Es ist der 22. Mai 2026 und in Moosach stehen die ersten warmen Sonnenstrahlen des Tages vor der Tür. Inmitten von all dem Trubel der Stadt, den Menschen und dem Verkehr, gibt es immer noch eine tiefe, emotionale Verbindung zu den Bäumen, die hier verwurzelt sind. Heinz Sedlmeier, der Geschäftsführer des LBV, hat es treffend auf den Punkt gebracht: Die Menschen haben ein Herz für Bäume. Und das ist nicht verwunderlich, wenn man bedenkt, dass in München aktuell 200 Bäume als Naturdenkmäler gelten. Ein Paradebeispiel dafür ist die majestätische Röthlinde am Westfriedhof – ein stiller Zeuge der Zeit, der Geschichten erzählt, die wir uns nur vorstellen können.

Doch wenn es um die Erhaltung dieser grünen Giganten geht, wird die Luft schnell dünn. Die Bürgerproteste, die lautstark aufschreien, wenn Bäume gefällt werden sollen, sind ein klarer Indikator für die brennende Leidenschaft der Münchener. So wie kürzlich in der Lindenschmitstraße 25, wo die Anwohner gegen die geplanten Fällungen auf die Barrikaden gingen. Rudolf Nützel, der Naturschutz-Chef im Klimareferat, berichtet von zahlreichen Beschwerden über Baumfällungen – insbesondere bei den Eschen, die von einem Pilzbefall betroffen sind. Das Ganze ist ein heikles Thema, denn die Stadt hat eine neue Baumschutzverordnung eingeführt, die Bäume mit einem Stammumfang von mindestens 60 cm schützt.
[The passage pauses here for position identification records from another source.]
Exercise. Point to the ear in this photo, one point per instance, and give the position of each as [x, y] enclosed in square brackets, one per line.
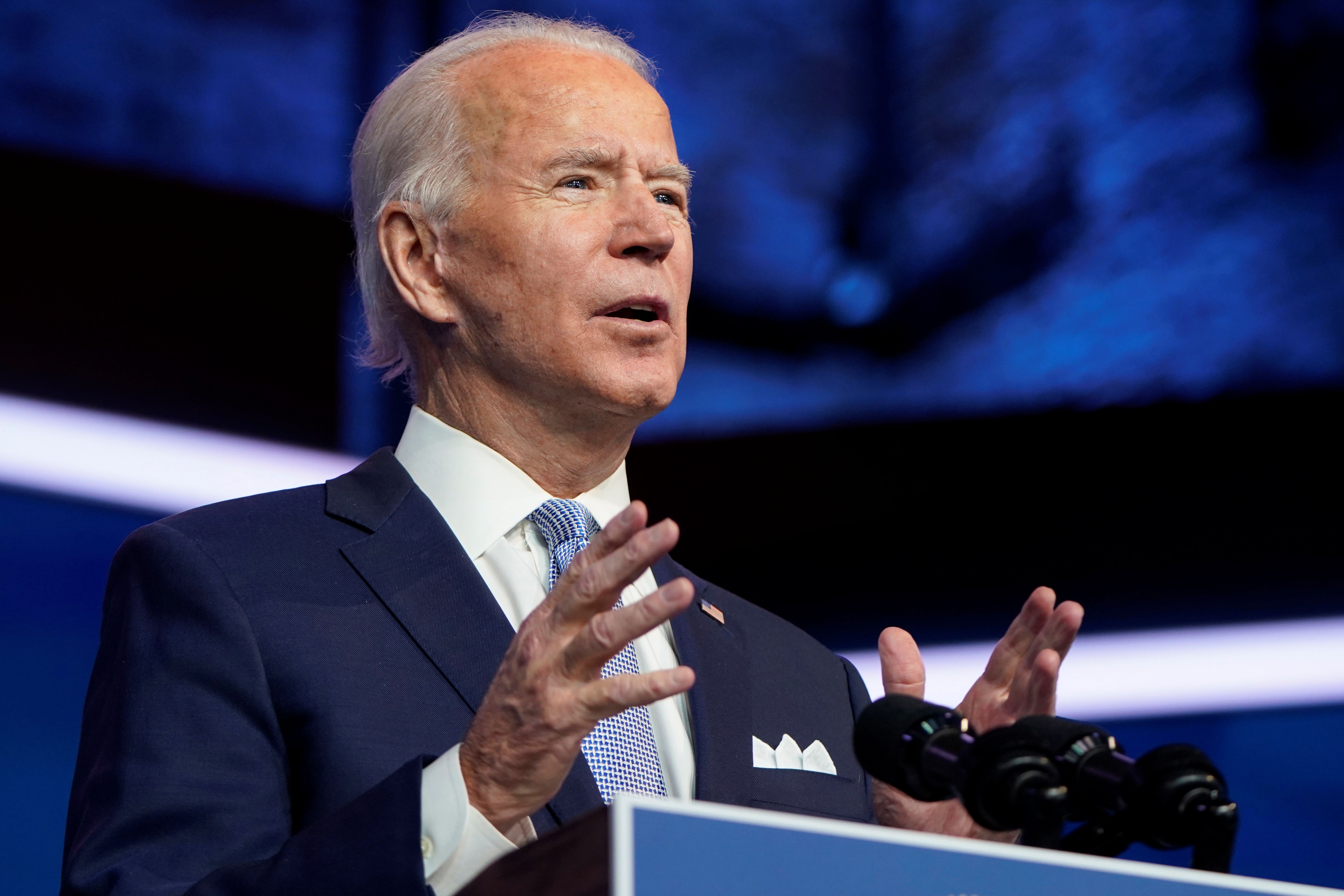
[409, 249]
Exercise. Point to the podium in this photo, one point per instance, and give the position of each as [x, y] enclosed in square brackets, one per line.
[643, 847]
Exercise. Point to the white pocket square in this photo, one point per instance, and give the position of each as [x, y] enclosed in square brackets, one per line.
[788, 756]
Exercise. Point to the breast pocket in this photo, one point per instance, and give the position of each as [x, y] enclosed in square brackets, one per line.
[811, 793]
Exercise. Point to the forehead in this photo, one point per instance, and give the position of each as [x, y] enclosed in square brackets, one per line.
[527, 96]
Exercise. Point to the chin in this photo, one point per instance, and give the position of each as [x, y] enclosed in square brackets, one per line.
[639, 397]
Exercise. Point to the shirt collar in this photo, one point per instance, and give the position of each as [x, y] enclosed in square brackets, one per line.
[480, 494]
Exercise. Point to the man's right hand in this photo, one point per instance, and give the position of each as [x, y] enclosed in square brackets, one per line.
[549, 694]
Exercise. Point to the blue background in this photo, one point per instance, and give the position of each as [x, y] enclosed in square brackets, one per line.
[905, 210]
[1283, 766]
[947, 208]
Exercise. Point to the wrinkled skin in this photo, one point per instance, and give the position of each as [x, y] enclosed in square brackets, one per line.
[1019, 680]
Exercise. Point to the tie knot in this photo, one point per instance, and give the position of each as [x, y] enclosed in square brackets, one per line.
[566, 526]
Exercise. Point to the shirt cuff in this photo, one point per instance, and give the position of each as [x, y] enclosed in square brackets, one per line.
[457, 841]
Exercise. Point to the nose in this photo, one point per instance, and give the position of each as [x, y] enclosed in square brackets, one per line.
[642, 228]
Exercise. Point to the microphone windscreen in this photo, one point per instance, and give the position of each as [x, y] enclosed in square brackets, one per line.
[885, 753]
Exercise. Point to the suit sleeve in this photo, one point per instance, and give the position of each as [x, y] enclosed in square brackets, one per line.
[181, 784]
[859, 700]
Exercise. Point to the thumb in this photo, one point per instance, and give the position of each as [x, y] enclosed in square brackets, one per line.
[902, 670]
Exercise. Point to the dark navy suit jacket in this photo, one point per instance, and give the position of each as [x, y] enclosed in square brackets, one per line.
[276, 671]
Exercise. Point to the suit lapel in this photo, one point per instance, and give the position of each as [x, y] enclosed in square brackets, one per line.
[721, 700]
[419, 570]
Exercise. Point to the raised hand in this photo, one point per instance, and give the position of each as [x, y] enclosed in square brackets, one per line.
[549, 694]
[1019, 680]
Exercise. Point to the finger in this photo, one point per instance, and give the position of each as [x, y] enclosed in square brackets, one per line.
[1058, 635]
[902, 668]
[589, 588]
[608, 633]
[1041, 688]
[609, 696]
[617, 531]
[1015, 644]
[1064, 627]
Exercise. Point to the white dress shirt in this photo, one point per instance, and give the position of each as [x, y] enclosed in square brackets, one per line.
[486, 500]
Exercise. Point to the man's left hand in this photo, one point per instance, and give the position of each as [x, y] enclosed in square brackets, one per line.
[1019, 680]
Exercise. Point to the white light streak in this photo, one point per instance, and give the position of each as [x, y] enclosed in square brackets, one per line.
[143, 464]
[1165, 672]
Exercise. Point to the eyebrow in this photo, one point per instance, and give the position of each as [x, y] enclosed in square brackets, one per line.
[597, 158]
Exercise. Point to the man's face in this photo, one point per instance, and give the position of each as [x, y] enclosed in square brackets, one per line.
[571, 265]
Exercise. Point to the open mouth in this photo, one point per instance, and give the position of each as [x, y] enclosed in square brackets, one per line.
[636, 313]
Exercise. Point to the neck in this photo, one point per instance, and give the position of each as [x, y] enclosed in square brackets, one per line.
[562, 455]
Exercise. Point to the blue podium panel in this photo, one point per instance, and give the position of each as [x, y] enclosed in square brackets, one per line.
[679, 848]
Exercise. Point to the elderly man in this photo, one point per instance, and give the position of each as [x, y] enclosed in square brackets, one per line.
[389, 682]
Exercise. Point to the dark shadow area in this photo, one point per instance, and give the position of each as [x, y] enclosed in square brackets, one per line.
[1298, 68]
[1155, 516]
[173, 301]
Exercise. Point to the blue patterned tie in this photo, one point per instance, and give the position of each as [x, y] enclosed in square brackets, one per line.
[620, 750]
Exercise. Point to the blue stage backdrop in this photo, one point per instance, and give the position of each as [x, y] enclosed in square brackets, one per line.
[54, 554]
[904, 209]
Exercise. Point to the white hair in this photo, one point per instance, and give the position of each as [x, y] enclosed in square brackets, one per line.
[412, 148]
Rechtliche Grundlagen und Herausforderungen

Die Baumschutzverordnung, die das Entfernen, Zerstören oder wesentliche Verändern geschützter Bäume verbietet, ist nicht nur ein Papiertiger. Es gibt strenge Regeln und Bußgelder von bis zu 50.000 Euro bei Verstößen. Das Bundesnaturschutzgesetz ermöglicht den Schutz von Bäumen, Hecken und anderen Landschaftsbestandteilen in bestimmten Gebieten, und viele Bundesländer haben eigene Regelungen geschaffen. In München, wo die Zahl der gefällten Bäume von 2011 bis 2023 um etwa 22.000 über die Anzahl der neu gepflanzten Bäume übersteigt, wird der Schutz dieser grünen Riesen immer wichtiger.

Die Stadt hat sich zwar zum Ziel gesetzt, alte Fehler in der Stadtplanung zu korrigieren, um mehr Bäume zu pflanzen, dennoch wird über ein umstrittenes Programm für 150 neue Bäume in der Altstadt diskutiert – und zwar wegen der hohen Kosten. Joseph Coenen und Stefanie Günther haben die Initiative „Baumentscheid“ ins Leben gerufen, um bis 2040 insgesamt 12.000 neue Bäume zu pflanzen. Sie träumen von einem flächendeckenden Netz aus Straßenbäumen innerhalb des Mittleren Rings. Das klingt doch nach einer grünen Oase mitten in der Stadt!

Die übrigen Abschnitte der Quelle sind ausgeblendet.